Since GOOG shares do not come with voting rights, they are typically priced slightly lower than GOOGL shares, but still represent ownership in Alphabet Inc. For investors who do not need to participate in corporate governance but wish to capitalize on Alphabet’s long-term growth potential, GOOG shares may be a reasonable choice.
2. Gool stock
- Stock Type: Class A
- Voting Rights: One vote per share
- Shares Outstanding: 5.84 billion
GOOGL shares are the common stock issued by Alphabet Inc., with a notable feature of allowing shareholders to vote in shareholder meetings. Each GOOGL share provides one vote, which enables shareholders to directly influence major company decisions, such as policy changes and strategic direction.
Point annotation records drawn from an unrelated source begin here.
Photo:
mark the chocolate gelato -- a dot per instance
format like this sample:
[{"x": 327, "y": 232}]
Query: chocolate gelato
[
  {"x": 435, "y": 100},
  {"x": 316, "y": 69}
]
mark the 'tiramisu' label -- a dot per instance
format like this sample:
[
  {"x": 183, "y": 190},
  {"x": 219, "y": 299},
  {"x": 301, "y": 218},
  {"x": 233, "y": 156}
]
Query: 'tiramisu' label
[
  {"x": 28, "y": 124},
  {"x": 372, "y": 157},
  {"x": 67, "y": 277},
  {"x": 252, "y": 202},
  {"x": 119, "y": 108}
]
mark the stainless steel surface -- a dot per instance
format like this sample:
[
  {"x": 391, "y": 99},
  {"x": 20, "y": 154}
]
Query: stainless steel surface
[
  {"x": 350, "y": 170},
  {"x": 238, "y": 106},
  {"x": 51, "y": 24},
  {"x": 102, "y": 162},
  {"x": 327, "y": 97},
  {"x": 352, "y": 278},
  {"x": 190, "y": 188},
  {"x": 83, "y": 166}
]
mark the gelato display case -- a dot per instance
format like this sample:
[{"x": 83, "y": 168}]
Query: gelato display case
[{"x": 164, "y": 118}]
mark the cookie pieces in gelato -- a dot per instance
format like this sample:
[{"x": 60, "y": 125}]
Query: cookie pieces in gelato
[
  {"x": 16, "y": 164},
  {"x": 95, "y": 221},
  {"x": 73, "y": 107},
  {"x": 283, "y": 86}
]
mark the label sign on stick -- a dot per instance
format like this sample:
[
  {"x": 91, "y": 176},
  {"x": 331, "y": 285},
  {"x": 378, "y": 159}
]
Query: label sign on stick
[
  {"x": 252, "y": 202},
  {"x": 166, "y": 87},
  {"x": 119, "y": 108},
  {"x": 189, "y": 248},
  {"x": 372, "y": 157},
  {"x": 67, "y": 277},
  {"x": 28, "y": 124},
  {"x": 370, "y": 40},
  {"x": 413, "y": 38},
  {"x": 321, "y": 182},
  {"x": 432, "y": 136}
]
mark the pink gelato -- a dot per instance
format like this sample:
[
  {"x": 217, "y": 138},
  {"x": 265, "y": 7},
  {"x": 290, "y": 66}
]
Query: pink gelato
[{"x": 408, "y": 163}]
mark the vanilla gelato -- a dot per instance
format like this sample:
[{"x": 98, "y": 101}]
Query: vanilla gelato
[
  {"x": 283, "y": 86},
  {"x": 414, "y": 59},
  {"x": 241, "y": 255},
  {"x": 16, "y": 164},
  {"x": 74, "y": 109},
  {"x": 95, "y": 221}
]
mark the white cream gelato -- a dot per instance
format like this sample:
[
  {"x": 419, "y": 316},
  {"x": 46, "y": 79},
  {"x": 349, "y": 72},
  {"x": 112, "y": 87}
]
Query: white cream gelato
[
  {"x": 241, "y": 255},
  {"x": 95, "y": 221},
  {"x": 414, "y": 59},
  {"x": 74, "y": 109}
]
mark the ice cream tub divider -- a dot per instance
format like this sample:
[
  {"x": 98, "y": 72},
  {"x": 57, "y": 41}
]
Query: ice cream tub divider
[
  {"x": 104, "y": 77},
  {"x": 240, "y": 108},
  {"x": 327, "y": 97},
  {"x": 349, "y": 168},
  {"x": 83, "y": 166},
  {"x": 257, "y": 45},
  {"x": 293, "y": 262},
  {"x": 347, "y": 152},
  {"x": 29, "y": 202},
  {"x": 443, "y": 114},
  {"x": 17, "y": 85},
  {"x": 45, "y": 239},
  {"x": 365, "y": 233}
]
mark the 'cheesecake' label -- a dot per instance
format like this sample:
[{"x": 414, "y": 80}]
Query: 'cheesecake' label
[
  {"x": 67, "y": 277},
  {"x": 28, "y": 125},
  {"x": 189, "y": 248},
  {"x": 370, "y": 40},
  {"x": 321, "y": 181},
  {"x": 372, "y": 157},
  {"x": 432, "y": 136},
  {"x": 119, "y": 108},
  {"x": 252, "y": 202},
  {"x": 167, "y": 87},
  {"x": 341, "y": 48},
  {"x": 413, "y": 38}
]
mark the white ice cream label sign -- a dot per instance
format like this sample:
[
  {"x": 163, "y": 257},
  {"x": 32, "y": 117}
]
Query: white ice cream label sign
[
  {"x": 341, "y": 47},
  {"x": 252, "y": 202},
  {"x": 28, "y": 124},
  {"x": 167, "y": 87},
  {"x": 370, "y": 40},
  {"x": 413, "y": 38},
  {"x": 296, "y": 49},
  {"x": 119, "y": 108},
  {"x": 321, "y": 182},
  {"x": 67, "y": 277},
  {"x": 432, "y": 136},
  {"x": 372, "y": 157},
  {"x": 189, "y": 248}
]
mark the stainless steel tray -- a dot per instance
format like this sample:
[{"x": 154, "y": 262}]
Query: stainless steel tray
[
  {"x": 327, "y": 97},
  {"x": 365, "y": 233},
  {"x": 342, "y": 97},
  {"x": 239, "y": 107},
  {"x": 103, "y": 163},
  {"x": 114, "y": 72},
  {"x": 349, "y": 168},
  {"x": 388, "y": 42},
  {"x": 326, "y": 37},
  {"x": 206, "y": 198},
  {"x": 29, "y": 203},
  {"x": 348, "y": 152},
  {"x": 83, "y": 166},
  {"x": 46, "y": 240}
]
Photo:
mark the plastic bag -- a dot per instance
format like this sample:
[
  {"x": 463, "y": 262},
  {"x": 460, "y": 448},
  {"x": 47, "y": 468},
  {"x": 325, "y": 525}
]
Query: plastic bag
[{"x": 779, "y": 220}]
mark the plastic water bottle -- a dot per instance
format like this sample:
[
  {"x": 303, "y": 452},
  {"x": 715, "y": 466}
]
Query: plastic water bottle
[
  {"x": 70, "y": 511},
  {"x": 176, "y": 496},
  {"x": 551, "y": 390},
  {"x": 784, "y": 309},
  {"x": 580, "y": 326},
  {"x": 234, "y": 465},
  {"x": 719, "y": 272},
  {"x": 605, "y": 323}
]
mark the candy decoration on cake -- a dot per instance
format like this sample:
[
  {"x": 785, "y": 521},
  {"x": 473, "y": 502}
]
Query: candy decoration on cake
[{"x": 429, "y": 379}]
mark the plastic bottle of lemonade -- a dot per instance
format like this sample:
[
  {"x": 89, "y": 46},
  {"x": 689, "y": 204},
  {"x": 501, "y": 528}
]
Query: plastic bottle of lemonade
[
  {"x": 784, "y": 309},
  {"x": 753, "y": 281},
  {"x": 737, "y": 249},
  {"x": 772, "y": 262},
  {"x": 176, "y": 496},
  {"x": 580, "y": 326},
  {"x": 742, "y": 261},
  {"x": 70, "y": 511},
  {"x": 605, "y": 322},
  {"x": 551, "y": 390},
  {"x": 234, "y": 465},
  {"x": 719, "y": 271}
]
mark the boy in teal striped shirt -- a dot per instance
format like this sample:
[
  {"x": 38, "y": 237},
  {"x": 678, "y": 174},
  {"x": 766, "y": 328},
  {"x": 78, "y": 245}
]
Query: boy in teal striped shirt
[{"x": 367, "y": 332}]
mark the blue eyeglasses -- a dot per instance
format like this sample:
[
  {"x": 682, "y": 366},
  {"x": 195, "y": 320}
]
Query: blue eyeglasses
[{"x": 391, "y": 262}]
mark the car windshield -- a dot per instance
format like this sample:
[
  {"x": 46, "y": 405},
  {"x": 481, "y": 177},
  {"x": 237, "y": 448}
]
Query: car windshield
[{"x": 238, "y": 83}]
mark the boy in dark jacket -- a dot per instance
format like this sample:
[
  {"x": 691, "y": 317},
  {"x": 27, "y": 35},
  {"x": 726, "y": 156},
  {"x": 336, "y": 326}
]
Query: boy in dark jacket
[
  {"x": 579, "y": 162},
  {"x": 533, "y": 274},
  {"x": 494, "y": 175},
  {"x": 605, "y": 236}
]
Due to these voting rights, GOOGL shares typically trade at a higher price compared to GOOG shares. Although the price difference is not substantial, for investors who want a say in important matters within Alphabet, GOOGL shares may be a more appealing option
3. The difference between goog and gool stocks
Google, now part of Alphabet Inc., issues two main types of publicly traded stocks: Class A shares (GOOGL) and Class C shares (GOOG). While both represent ownership in the company, the biggest difference between them lies in voting rights. Class A shares (GOOGL) grant the shareholder voting rights on important company decisions, while Class C shares (GOOG) do not provide this right.
In addition to these two types of shares, Alphabet also issues Class B shares, which are not publicly traded and are owned by the founders, such as Larry Page and Sergey Brin, along with other insiders. These shares provide superior voting rights and control a majority of the company’s decisions.
4. Should you buy goog or gool?
When deciding whether to buy GOOG or GOOGL shares, the most important factor to consider is the voting rights. If you’re an individual investor and don’t mind not having influence on the company’s strategic decisions, owning GOOG shares (without voting rights) might be a reasonable choice, as they are typically priced slightly lower than GOOGL shares (with voting rights).
However, in practice, voting rights within Alphabet don’t significantly affect retail investors. The company’s founders, like Larry Page and Sergey Brin, retain the majority of voting power, meaning they still make the major decisions for the company. Therefore, the voting rights difference is not a crucial factor for most investors.

Both types of stocks tend to move in the same direction in the market, and the price difference between them is typically small, ranging from 1% to 2%. So, when deciding to buy stock, a reasonable choice is to select the cheaper option at the time of purchase.
Forecasts for GOOG and GOOGL stock prices in the near future also show similar market movements, with algorithms predicting that both stocks will exhibit almost identical performance over the next 12 months.
In conclusion, the main difference between GOOG and GOOGL stocks lies in voting rights, but this does not significantly impact retail investors’ decisions. The choice between the two will depend on your personal preferences and investment goals.